We appreciate the thoughtful comments of Dr Konstantopoulos and colleagues on our recent article [1]. They raise some interesting comments that we would like to answer point by point. Basically, our article published on March 2006 showed a strong association between NAION and Sleep apnoea syndrome [1]. The first point addressed by Konstantopoulos et al. was the high prevalence rate (48%) of patients included in the study having a history of fellow eye NAION. They suggest that this prevalence is unexpectedly high and not representative of what is encountered in a normal clinical practice. In the Ischemic Optic Neuropathy Decompression Trial (IONDT) [2] that recruited 418 patients, 19% had previous NAION affecting the fellow eye at baseline. However, they found a cumulative incidence rate of 14.7% of second eye NAION over a median patient follow up of 5.1 years. The cumulative prevalence rate corresponding to the second eye involvement before and during the study was 30.6%. Others studies found a cumulative prevalence rate range from 23 to 48% which is closed to the prevalence we had in our study [3-5]. A subsequent question was the validity of second eye involvement diagnosis. Regarding this, Konstantopoulos and colleagues were interested to know whether the visual field defect was confirmed by perimetry. We can confirm that the diagnosis of bilateral NAION was documented in all cases by an automated perimetry.

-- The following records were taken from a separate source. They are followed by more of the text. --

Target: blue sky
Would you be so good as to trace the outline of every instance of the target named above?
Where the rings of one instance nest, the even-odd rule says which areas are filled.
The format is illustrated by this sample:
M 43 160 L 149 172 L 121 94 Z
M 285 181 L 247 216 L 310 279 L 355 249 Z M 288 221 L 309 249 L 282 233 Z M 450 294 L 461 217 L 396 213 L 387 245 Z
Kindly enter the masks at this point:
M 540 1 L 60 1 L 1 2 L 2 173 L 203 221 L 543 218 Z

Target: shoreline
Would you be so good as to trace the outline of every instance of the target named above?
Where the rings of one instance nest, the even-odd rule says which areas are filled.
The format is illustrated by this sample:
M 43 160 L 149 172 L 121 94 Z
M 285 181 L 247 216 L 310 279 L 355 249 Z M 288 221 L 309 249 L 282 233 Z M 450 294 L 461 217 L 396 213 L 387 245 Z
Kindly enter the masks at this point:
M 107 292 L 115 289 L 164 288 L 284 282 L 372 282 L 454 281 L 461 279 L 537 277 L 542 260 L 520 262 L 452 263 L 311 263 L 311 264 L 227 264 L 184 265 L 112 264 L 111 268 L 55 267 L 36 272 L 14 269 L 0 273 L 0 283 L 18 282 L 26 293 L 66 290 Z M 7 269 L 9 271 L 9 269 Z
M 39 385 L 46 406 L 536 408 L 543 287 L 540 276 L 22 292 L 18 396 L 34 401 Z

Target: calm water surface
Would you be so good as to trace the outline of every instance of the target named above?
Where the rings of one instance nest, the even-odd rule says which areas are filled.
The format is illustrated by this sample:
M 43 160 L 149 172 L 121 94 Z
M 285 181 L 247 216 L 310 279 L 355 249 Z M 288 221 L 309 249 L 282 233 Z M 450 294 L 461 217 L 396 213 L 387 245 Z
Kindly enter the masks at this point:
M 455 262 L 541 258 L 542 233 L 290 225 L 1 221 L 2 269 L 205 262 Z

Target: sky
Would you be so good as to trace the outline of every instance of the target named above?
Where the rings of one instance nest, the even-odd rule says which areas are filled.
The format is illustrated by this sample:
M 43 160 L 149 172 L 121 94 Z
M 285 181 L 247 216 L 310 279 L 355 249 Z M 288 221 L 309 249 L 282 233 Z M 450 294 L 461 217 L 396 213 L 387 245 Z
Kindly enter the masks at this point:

The larger question addressed by Konstantopoulos and colleagues was whether there was a selection bias in our study. As stated in the article [1], private practice ophthalmologists and general practitioners are referring all incident cases of NAION for short duration hospitalization allowing assessment of associated vascular risk factors and treatment decisions. Based on this, we strongly doubt that only atypical cases of bilateral NAION were included in our study.

In summary, we have demonstrated a strong association between NAION and OSA that justifies evaluation of every NAION patient with polysomnography or at least a sleep questionnaire or other screening methods like oximetry. OSA per se is one of the factors contributing to cardiovascular risk in the general population and in NAION patients. For this reason also hypertension, diabetes or hyperlipemia should be documented. Moreover, CPAP treatment, independently of NAION improves the patient's quality of life when suffering severe OSA. Finally, the crucial point is to accumulate in the next years scientific data to address potential beneficial effects of CPAP treatment on NAION time course evolution.

References

1. Palombi K, Renard E, Levy P, Chiquet C, et al. Non-arteritic anterior ischaemic optic neuropathy is nearly systematically associated with obstructive sleep apnoea. Br J Ophthalmol 2006;90:879-882.

2. Newman NJ, Scherer R, Langenberg P, Kelman S, et al. The fellow eye in NAION: report from the ischemic optic neuropathy decompression trial follow-up study. Am J Ophthalmol 2002;134:317-328.

3. Repka MX, Savino PJ, Schatz NJ, Sergott RC. Clinical profile and long-term implications of anterior ischemic optic neuropathy. Am J Ophthalmol. 1983;96:478-483.

4. Ellenberg C Jr, keltner JL, Burde RM. Acute optic neuropathy in older patients. Arch Neurol 1973; 28:182-185.

5. Boone MI, Massry GG, Frankel RA, Holds JB, Chung SM. Visual outcome in bilateral nonarteritic ischemic optic neuropathy. Ophthalmology 1996; 103: 1223-1228.